The BSE IT index shot up by 20 per cent in the quarter ending December, outperforming the Sensex, the benchmark index on the Bombay Stock Exchange, by 10 per cent.
The big three, together with the next three in the IT hierarchy – Cognizant, HCL Technologies and Satyam – have seen top line growth of 45 per cent, and bottom line growth of 47 per cent.
TCS, with revenues of $1.1 billion during the October-December quarter, is likely to emerge as a $4 billion. TCS also reported quarterly net profit of $252 million, a 40 per cent growth. The company has been reporting 40 per cent growth in net profit over the last four quarters.
Infosys, the country’s second largest software exporter, saw net profit for the third quarter zoom by 51.5 per cent to $218 million, while revenues soared to $821 million, up 47 per cent.
The Bangalore-based IT major, which was among the first Indian companies to go in for a listing on the Nasdaq, was last month included in the Nasdaq-100 index, in league with the biggest listed tech companies in the world. Nearly a fifth of Infosys’ shares are traded on the Nasdaq.
According to Nilekani, the CEO, there has been no slowdown in global IT spending, which means Indian companies can expect to grow at a hefty pace.

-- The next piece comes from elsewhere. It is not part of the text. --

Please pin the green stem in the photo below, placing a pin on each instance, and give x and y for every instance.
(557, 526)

Wipro, also based in India’s IT capital, reported a 43 per cent growth in quarterly revenues to $899 million, while net income rose by 40 per cent to $169 million. Wipro’s chairman, Azim Premji – who was ranked 25th among the world’s richest people by Forbes magazine in 2006, with net worth of $13.3 billion – has spent over $250 million in the past one year on eight acquisitions.
The company is expected to close the financial year with fourth-quarter revenues of about $685 million.

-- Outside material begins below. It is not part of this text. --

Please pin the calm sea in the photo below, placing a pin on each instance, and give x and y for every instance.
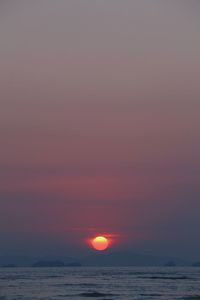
(99, 283)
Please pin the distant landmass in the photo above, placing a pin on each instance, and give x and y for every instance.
(107, 258)
(55, 263)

All three IT leaders came out with outstanding performance despite the rupee gaining four per cent against the US dollar in the October-December period. India’s IT exporters earn 60 per cent of their revenues from US-based clients, so any gains by the rupee hurts their business.

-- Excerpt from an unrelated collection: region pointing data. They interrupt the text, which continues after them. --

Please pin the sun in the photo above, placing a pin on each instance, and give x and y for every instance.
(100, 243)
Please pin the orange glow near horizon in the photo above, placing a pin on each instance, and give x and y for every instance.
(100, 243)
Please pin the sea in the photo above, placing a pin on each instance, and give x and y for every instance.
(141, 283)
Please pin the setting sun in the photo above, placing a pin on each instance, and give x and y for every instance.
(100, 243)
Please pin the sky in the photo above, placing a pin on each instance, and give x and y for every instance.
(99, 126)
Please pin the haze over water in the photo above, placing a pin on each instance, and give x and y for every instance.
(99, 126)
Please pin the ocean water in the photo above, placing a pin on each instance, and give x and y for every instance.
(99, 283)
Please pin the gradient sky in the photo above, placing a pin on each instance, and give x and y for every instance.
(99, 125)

FRENZIED growth by top IT firms in India has resulted in huge demand for qualified manpower. The three top companies have combined staff strength of over 200,000, with TCS alone accounting for almost 85,000.
All three majors plan to hire another 90,000 employees this year. Almost 10 per cent of the 35,000 staffers that TCS will recruit will be from abroad, as there is an acute shortage of qualified personnel.
India’s booming IT-ITES sector has seen employment leap by a million over the past seven years; total employee strength is expected to jump by another million over the next three years. While the industry provides employment to 1.3 million people today, it has helped created another three million jobs indirectly.
Every year, the industry has been adding on average a quarter-million workers, but this year the big three together are recruiting about 200,000 new people. Last year, the sector hired about 380,000 people.
But the industry is facing two major problems: shortage of manpower, and rapidly rising wage bills. While IT workers in India earn less than counterparts in the US and Europe, compensation is rising much faster here – by almost 15 per cent a year, as against around five per cent in the developed world.
Attrition rates are also high in the industry. At Wipro it is 16.2 per cent (down from 17.6 per cent last year), at Infosys the rate is 13.5 per cent, and at TCS 10.8 per cent.
Though Indian universities churn out three million graduates a year, the IT sector finds less than 15 per cent to be employable. And of the 400,000 engineers who graduate every year, only one in four is employable.
Nandan Nilekani of Infosys says there’s “a disconnect” between what the country’s education system produces and the needs of the IT industry.
According to S. Ramadorai, CEO and managing director, TCS, at least half a million additional employees would be needed by the industry by 2010. The McKinsey-NASSCOM study had projected the sector would provide direct and indirect jobs to nine million people by 2010, though it would face a shortage of half a million skilled workers.
Lack of qualified manpower would be a major factor slowing down the feverish growth of the Indian IT-ITES sector.